La BAR-TH-177 valorise la rénovation globale d'un bâtiment résidentiel collectif, enveloppe commune comprise. Sa difficulté n'est pas technique mais calendaire : l'opération est engagée par une décision d'assemblée générale, et c'est la date de ce vote qui fige la version de la fiche applicable, souvent plusieurs mois avant le premier coup de pioche.
Ce qu'elle couvre, et ce qu'elle ne couvre pas
Elle porte sur l'immeuble entier. Elle se distingue de la BAR-TH-175, qui vise un appartement individuel à l'intérieur d'un immeuble, et de la BAR-TH-174, qui vise la maison.
Les fiches 175 et 177 peuvent coexister sur le même bâtiment, mais elles ne se cumulent pas sur les mêmes travaux. Un poste financé au titre du collectif ne se représente pas au titre d'un lot privatif.
Le calendrier est la vraie contrainte
Sur une maison, l'engagement est la signature d'un devis et le chantier suit de quelques semaines. Sur un immeuble, la chaîne est autrement plus longue : audit, consultation, présentation, vote en assemblée générale, appel de fonds, marché de travaux, exécution. Douze à vingt-quatre mois ne sont pas rares.
Or la version applicable de la fiche est celle en vigueur à l'engagement de l'opération, c'est-à-dire au vote. Un projet voté sous une version et achevé sous une autre reste valorisé selon la première.
Encore faut-il pouvoir l'établir.
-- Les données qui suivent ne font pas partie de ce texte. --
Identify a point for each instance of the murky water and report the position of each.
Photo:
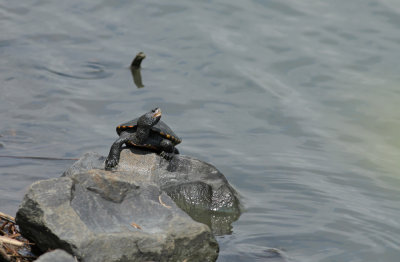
(296, 102)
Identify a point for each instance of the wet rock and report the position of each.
(56, 256)
(197, 187)
(99, 215)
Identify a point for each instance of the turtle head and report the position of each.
(150, 118)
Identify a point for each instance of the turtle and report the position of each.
(148, 132)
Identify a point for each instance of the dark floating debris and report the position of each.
(135, 69)
(138, 60)
(13, 247)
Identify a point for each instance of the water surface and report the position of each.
(295, 102)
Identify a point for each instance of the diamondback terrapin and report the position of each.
(146, 131)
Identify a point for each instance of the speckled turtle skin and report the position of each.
(148, 132)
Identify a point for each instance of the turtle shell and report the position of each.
(160, 128)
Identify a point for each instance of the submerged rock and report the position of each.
(131, 213)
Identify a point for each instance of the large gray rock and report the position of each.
(104, 216)
(56, 256)
(132, 213)
(197, 187)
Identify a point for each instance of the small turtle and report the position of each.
(147, 132)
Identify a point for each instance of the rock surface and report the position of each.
(197, 187)
(127, 214)
(56, 256)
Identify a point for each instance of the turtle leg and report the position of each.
(115, 150)
(167, 149)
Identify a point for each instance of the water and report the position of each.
(296, 102)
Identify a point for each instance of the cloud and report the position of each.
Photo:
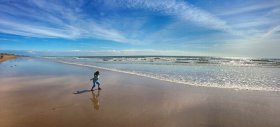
(44, 19)
(249, 8)
(272, 31)
(58, 19)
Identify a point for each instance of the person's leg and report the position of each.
(98, 84)
(93, 85)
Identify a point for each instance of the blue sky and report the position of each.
(237, 28)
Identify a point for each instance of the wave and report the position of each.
(168, 78)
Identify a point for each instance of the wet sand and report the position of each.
(42, 93)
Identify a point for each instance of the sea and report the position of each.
(220, 72)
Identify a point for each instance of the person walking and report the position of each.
(95, 81)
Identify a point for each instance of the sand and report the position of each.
(42, 93)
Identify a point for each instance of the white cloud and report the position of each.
(248, 8)
(181, 9)
(44, 19)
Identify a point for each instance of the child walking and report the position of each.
(95, 80)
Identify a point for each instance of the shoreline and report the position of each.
(42, 93)
(5, 57)
(166, 80)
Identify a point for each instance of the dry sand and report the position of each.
(46, 96)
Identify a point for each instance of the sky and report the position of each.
(227, 28)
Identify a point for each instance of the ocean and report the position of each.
(236, 73)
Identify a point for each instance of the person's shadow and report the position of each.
(81, 91)
(95, 100)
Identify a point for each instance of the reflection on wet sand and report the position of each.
(95, 100)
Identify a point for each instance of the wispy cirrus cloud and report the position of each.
(56, 19)
(45, 19)
(180, 9)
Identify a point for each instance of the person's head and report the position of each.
(96, 73)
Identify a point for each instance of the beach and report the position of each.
(4, 57)
(38, 92)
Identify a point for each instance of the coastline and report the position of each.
(42, 93)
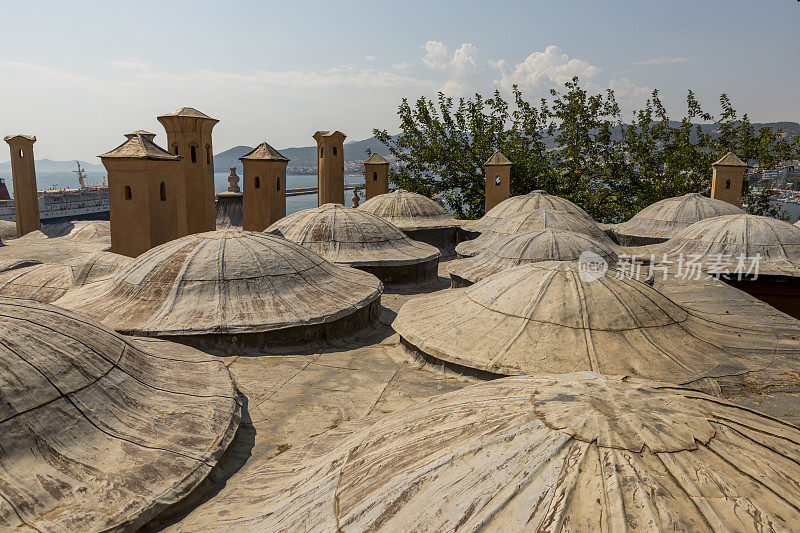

Le dossier doit donc conserver :
- le procès-verbal daté de l'assemblée générale ;
- la version de la fiche en vigueur ce jour-là ;
- la chronologie des pièces qui relient le vote aux travaux.
C'est le point sur lequel les dossiers collectifs se défont, bien plus souvent que sur la performance atteinte.
Ce qu'a changé l'arrêté du 7 janvier 2026
Il porte sur les trois fiches de rénovation d'ampleur et produit deux effets : des ajustements aux conditions d'éligibilité, notamment sur le rôle de l'agence mentionnée à l'article L321-1 du code de la construction et de l'habitation dans l'accompagnement, et la prolongation des bonifications Coup de pouce.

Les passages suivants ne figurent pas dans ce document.